Day 1
Wednesday, May 11, office of Babel Monkeys: the i18n Sprint Camp Berlin is about to start. Everyone present arranges their work area, introduces each other and gets familiar with the environments. Initiator Karsten Frohweinis a prey of Berlin’s traffic, so Gábor Hojtsy, Drupal 6 maintainer, consents to give the salutatory. Jose Reyerotakes the part of summarising our gathering’s goals afterwards by collecting issues and posting it to the whiteboard. I am surprised how calm and balanced the morning proceeds. No chaos, no commotion, high level of energy - quite impressing.
This is not the first event I am organising and usually catering, accommodation and setting is as important to participants as the actual reason people meet up for. While planning the sprint camp I was a bit worried we might not give enough variety to catering and entertainment, but soon after the kick-off I learned the whole lot is happy to meet up and focusses on the work they have to do. Not a single person shouts for a sumptuous lunch, fancy dinner or special entertainment - great experience to see the bunch of experts without any affectations. This would be enough of rave review if there wasn’t Pascal Crott who stole the show by hosting as many community members as want to stay at his place. Many thanks for being so awesome, Pascal! At the end of the day 5 out of 15 issues have been fixed - time to get some rest.
Day 2
Arriving at the coding venue part of the crew is coding already. Did they stay over night? I wouldn’t be surprised... The whiteboard shows 28 issues to be fixed, which seems to be an incentive to all attendants. This is my first coding sprint and I wonder at the silence in the room, but soon I learn that they are very communicative, though they don’t say a word: joining the sprint’s chat room explains it all :)
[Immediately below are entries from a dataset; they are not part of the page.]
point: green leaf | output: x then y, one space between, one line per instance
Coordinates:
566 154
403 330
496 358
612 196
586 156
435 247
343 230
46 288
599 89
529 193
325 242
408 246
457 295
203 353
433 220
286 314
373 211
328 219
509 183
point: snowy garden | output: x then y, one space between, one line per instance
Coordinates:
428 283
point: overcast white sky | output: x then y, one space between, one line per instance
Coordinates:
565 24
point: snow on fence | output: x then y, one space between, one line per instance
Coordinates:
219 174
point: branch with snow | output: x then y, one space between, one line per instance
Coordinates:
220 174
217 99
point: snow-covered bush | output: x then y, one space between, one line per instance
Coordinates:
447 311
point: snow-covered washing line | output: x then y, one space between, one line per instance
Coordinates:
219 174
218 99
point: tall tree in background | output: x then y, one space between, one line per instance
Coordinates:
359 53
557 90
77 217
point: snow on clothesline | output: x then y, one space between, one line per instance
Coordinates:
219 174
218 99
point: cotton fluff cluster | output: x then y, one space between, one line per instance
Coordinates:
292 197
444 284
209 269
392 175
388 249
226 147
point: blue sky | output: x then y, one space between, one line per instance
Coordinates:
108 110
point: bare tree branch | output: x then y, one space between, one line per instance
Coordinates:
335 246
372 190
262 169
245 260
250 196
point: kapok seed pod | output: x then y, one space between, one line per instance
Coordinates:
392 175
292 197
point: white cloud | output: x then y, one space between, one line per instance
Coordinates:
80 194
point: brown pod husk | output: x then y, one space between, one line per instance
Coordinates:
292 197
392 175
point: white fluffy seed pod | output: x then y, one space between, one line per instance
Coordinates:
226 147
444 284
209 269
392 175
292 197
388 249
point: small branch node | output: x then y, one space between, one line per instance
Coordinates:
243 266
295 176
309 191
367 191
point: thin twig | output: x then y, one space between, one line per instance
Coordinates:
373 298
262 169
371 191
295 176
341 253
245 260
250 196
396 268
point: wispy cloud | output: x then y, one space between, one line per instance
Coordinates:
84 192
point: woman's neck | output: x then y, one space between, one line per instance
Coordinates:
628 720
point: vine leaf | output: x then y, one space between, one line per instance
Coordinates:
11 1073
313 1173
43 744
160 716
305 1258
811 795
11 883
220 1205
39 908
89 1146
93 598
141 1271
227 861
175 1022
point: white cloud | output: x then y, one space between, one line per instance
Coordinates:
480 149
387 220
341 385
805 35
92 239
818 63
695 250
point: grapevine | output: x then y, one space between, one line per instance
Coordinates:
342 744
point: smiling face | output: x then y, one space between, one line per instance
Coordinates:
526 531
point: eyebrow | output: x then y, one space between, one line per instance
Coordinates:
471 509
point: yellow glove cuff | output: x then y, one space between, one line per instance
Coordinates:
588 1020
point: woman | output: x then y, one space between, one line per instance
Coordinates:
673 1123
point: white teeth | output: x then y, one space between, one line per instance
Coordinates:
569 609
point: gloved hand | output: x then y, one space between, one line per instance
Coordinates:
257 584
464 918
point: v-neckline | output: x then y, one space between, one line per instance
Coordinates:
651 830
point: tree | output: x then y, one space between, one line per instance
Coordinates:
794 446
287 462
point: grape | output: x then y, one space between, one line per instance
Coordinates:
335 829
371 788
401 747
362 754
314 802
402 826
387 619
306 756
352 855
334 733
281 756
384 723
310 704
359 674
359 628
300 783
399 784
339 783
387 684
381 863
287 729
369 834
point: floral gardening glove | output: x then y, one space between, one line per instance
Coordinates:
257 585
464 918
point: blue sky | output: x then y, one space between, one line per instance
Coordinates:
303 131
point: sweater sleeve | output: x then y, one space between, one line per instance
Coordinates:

As you can’t live on coding only I want to mention all those who support our sprint camp by taking care of doing the grocery shopping, cleaning and sponsoring. Special thanks go to GiroSolution and Microsoft who digged deep into their pockets when I asked them for sponsoring the i18n Sprint Camp. We are able to have T-shirts, 5-day-tickets for public transport and many other things making this event as great as it is.
For dinner we have Pakistani food, which is splendid! I wished Daniel Wehner of Erdfisch could have had the opportunity to be here before Saturday as Erdfisch is sponsoring this dinner. Thanks a lot to Frank Holldorff and his Erdfisch-crew.
Day 3
It is Friday morning, the whiteboard shows 15 issues fixed as of Thursday night. 13 issues are waiting to be processed.
One huge thing marked as critical and wasting away for weeks on drupal.org is “Disabled taxonomy fields when enabling and disabling i18n_taxonomy”, but Daniel Nolde, Sascha Grossenbacher and Jose Reyero are the heros fixing it today. Tonight’s event is something special: it’s due to Stephan Luckow and sponsored by Wunderkraut that we have dinner at the Ethiopian restaurant Bejte Ethiopia.
For many of us it is not only the first time Ethiopian food, but eating with our hands. When seeing a dish with curly kale in the menu I am quite surprised as I always thought it is something all-North German - good to know people from Hamburg, Bremen and Lower Saxony can relieved start their Ethiopian holidays without passing on curly kale :)
Day 4
Good morning, Berlin. Jose Reyero announces the status quo of the work that has been done since kick off on Wednesday. 43 issues have been verified and 27 of them are already fixed. Sounds like an awesome result considering the sprint is not over yet.
We think hosting an event with international guests requires us to provide some cultural insight. It would be a shame if any of the sprint members had to go home saying "I was in Berlin, but the sprint camp could have been anywhere in the world as I didn't see a thing anyway". It is 4 o'clock in the after noon and we are visiting the Museum für Film und Fernsehen (Film and TV museum) for a guided tour. After learning about the German film history our guide shows us around the city mentioning places and background info concerning famous films made in Germany.
Back in the office Stephan Luckow prepared another terrific barbecue, so the whole lot of hungry people are happy to relax and have dinner while continuing sprinting or watching the Eurovision Song Contest :)
Day 5
Date of departure - quite a number of people are leaving straight to the airport without stopping by the sprint venue, so there is no huge farewell scene. But it doesn't feel bad as there is such a great commitment to the community that everybody knows to see each other sooner or later again for the next sprint camp, conference, user group or maybe our Drupal Camping 2011 in June.
Many thanks for making this sprint camp happen, we had a fantastic time and look forward to upcoming events!